Nutch: using java calls instead of the command line?
•
Java
Am I thick or really unable to programmatically call Apache nutch through some java code? Where are the documents (or guides or tutorials) on how to do this? Google let me down So I actually tried Bing Yes, I know, sad Ideas?
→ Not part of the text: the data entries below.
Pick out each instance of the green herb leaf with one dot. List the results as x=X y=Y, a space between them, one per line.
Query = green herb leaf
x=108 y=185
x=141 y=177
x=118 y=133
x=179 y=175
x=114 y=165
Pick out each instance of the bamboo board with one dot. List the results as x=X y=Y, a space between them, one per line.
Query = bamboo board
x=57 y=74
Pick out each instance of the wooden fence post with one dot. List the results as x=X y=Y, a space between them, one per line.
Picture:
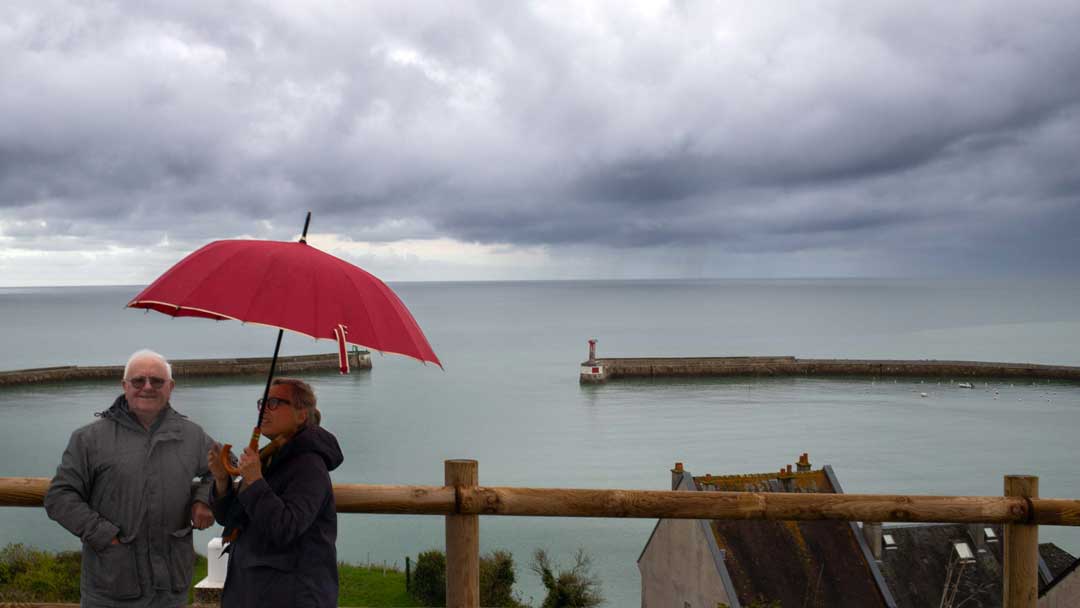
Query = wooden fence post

Thank you in advance
(in addition, if nutch is nonsense, can any other crawler written in Java prove reliable on the Internet scale with actual documents?)
Solution
If you look at the bin / nutch script, you will see that it calls the Java class corresponding to your command:
# figure out which class to run if [ "$COMMAND" = "crawl" ] ; then CLASS=org.apache.nutch.crawl.Crawl elif [ "$COMMAND" = "inject" ] ; then CLASS=org.apache.nutch.crawl.Injector elif [ "$COMMAND" = "generate" ] ; then CLASS=org.apache.nutch.crawl.Generator elif [ "$COMMAND" = "freegen" ] ; then CLASS=org.apache.nutch.tools.FreeGenerator elif [ "$COMMAND" = "fetch" ] ; then CLASS=org.apache.nutch.fetcher.Fetcher elif [ "$COMMAND" = "fetch2" ] ; then CLASS=org.apache.nutch.fetcher.Fetcher2 elif [ "$COMMAND" = "parse" ] ; then CLASS=org.apache.nutch.parse.ParseSegment elif [ "$COMMAND" = "readdb" ] ; then CLASS=org.apache.nutch.crawl.CrawlDbReader elif [ "$COMMAND" = "convdb" ] ; then CLASS=org.apache.nutch.tools.compat.CrawlDbConverter elif [ "$COMMAND" = "mergedb" ] ; then CLASS=org.apache.nutch.crawl.CrawlDbMerger elif [ "$COMMAND" = "readlinkdb" ] ; then CLASS=org.apache.nutch.crawl.LinkDbReader elif [ "$COMMAND" = "readseg" ] ; then CLASS=org.apache.nutch.segment.SegmentReader elif [ "$COMMAND" = "segread" ] ; then echo "[DEPRECATED] Command 'segread' is deprecated,use 'readseg' instead." CLASS=org.apache.nutch.segment.SegmentReader elif [ "$COMMAND" = "mergesegs" ] ; then CLASS=org.apache.nutch.segment.SegmentMerger elif [ "$COMMAND" = "updatedb" ] ; then CLASS=org.apache.nutch.crawl.CrawlDb elif [ "$COMMAND" = "invertlinks" ] ; then CLASS=org.apache.nutch.crawl.LinkDb elif [ "$COMMAND" = "mergelinkdb" ] ; then CLASS=org.apache.nutch.crawl.LinkDbMerger elif [ "$COMMAND" = "index" ] ; then CLASS=org.apache.nutch.indexer.Indexer elif [ "$COMMAND" = "solrindex" ] ; then CLASS=org.apache.nutch.indexer.solr.solrIndexer elif [ "$COMMAND" = "dedup" ] ; then CLASS=org.apache.nutch.indexer.DeleteDuplicates elif [ "$COMMAND" = "solrdedup" ] ; then CLASS=org.apache.nutch.indexer.solr.solrDeleteDuplicates elif [ "$COMMAND" = "merge" ] ; then CLASS=org.apache.nutch.indexer.IndexMerger elif [ "$COMMAND" = "plugin" ] ; then CLASS=org.apache.nutch.plugin.PluginRepository elif [ "$COMMAND" = "server" ] ; then CLASS='org.apache.nutch.searcher.DistributedSearch$Server' else CLASS=$COMMAND fi # run it exec "$JAVA" $JAVA_HEAP_MAX $NUTCH_OPTS -classpath "$CLASSPATH" $CLASS "$@"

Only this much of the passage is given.